For years there’s been an ongoing debate regarding the veracity of research in the advertising world. On one side of the argument are the research proponents who believe that consumer attitudes and purchasing preferences can be accurately determined through research.
On the other hand are the anti-research critics who believe that the creative process, and our response to it, is too emotional, esoteric, and erratic for us to understand it ourselves, let alone be able to explain it to anyone else. As the anti-research group says, market testing is like dissecting a frog. It’s bloody, it’s messy, and it’s not real good for the frog.
But now there’s a new modality that might change all that.
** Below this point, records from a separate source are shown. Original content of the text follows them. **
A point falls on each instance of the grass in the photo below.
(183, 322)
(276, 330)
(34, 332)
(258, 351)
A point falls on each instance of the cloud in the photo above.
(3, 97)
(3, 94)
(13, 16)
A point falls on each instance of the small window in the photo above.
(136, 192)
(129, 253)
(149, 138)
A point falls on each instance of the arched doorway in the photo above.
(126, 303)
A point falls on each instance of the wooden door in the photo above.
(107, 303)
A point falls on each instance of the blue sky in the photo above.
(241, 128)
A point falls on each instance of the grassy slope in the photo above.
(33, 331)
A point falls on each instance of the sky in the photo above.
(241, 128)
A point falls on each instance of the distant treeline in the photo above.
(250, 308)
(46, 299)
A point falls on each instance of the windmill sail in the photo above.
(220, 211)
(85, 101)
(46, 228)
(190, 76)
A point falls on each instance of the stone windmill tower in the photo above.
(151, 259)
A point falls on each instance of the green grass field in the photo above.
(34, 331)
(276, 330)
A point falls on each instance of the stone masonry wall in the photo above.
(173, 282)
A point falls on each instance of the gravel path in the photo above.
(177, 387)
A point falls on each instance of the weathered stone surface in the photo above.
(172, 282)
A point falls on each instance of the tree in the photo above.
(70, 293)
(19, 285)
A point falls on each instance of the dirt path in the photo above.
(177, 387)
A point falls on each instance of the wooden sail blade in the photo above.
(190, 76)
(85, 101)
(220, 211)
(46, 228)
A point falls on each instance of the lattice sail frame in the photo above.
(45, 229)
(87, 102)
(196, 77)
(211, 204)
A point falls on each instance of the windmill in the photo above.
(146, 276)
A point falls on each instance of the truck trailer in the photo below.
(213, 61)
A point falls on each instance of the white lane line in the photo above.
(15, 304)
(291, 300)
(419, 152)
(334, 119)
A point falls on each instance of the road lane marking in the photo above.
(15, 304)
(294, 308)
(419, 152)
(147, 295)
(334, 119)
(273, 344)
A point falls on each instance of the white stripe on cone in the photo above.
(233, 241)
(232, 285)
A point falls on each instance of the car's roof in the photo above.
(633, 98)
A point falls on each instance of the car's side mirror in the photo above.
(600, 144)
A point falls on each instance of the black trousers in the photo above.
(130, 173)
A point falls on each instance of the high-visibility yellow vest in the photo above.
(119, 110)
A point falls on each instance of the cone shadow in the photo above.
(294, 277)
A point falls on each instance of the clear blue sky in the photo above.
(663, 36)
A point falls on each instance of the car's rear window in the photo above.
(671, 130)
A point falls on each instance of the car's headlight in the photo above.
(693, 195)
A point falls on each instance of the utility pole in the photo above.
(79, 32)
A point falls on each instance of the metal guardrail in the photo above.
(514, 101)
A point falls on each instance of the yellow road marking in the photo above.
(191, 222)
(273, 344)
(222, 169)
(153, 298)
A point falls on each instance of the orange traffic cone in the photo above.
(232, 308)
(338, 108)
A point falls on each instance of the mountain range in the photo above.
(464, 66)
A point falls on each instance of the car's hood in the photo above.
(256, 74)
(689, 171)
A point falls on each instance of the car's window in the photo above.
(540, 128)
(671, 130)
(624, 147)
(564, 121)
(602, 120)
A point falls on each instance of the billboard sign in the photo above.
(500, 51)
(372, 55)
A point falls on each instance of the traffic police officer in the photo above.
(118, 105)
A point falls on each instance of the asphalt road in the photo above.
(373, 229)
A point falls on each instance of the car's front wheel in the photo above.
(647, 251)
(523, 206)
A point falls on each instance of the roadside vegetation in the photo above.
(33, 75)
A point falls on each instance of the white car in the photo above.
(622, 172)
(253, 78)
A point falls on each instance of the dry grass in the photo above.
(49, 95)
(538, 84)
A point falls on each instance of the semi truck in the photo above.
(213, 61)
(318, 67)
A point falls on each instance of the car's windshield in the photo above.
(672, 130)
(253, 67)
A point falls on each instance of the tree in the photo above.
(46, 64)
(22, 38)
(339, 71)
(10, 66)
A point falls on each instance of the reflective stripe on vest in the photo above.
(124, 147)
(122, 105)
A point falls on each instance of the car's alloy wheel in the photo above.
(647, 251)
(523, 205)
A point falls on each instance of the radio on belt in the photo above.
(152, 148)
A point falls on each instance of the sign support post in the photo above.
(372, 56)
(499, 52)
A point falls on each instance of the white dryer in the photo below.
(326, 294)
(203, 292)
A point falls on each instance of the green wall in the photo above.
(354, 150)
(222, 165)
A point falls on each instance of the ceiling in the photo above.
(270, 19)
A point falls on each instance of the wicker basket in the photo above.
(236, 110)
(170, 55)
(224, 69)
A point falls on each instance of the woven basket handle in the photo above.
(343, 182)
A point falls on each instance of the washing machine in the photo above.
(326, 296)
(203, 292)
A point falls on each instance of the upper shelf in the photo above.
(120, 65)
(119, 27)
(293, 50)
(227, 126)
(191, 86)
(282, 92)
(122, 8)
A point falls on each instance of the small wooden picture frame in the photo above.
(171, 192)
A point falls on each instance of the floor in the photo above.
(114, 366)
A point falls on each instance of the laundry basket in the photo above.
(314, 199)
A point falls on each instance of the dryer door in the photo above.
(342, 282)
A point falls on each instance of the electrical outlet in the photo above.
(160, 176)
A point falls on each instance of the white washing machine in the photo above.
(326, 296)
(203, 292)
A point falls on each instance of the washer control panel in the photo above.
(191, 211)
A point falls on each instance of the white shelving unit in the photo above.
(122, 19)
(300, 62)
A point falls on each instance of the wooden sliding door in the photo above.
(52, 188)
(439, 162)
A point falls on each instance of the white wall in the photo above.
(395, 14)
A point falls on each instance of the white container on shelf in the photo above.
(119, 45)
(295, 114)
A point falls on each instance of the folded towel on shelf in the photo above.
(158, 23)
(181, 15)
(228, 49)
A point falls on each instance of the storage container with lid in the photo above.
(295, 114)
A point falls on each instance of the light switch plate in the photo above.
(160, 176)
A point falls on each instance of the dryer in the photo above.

Brought to you by the ambitious folks at Google, Google Correlate allows researchers to use seemingly disparate consumer decisions to generate statistically relevant data. And it’s available to anyone who logs on to the site.
According to the Google Correlate introduction, the service “finds search patterns which correspond with real-world trends.” Using the free service, researchers (and you) can look at a number of ways data relates to other data. Specifically, you can determine:
1. How search items vary in popularity over time;
2. Which items have a similar pattern of activity;
3. An item’s pattern of activity across states; and
4. How specific searches correlate state-to-state.
What does this mean to researchers (and you)? Quite simply, we now have access to information that can be used to determine consumer activity based not on buyers’ responses to theoretical queries or imagined courses of action but based on their actual and documented behavior.
What can you actually do with Google Correlate? The example Google uses shows how they were able to track the pattern of the influenza breakout as it spread by tracking the volume and types of questions asked about the flu across the country in real time.
NPR reporters Linda Wertheimer and Shankar Vedantam report that by comparing the volume of searches done for liberal news commentators with the searches those same questioners made about food, University of North Carolina researcher Phil Cohen determined that liberal Democrats are interested in “arugula pasta, beets nutrition, beets urine, fake meat, fennel salad, firm tofu, a variety of vegetarian cooking, (and) vegetarian recipes. Something like a Republican stereotype of what a liberal food diet might be.”
Vedantam goes on to postulate, “…when we think about our political orientations, we tend to think that our ideologies determine whether we’re Democrats or Republicans. But…what this research is at least hinting at, is the possibility that our political orientations are really a matter of our identities, are a matter of our cultures. And so if you’re somebody who’s a vegetarian, who likes beet salad, it’s very unlikely that you’re going to be a Republican.”
Whoa! While this assumption does have the comfort of stereotyping to back it up, it does start to move users of Google Correlate back into the argument of whether or not marketing research is accurate and usable. After all, as Google — and decades of scientists and statisticians — have pointed out, correlation does not imply causation. Nor does correlation prove causation. So just determining that people read more Stieg Larsson novels at the same time that the obesity rate increased, for example, does not suggest that Swedish murder mysteries make you fat.
Still, by replacing human inconsistencies with measurable statistics, Google has given us all a formidable and heretofore unavailable research tool. And did I mention that it’s free?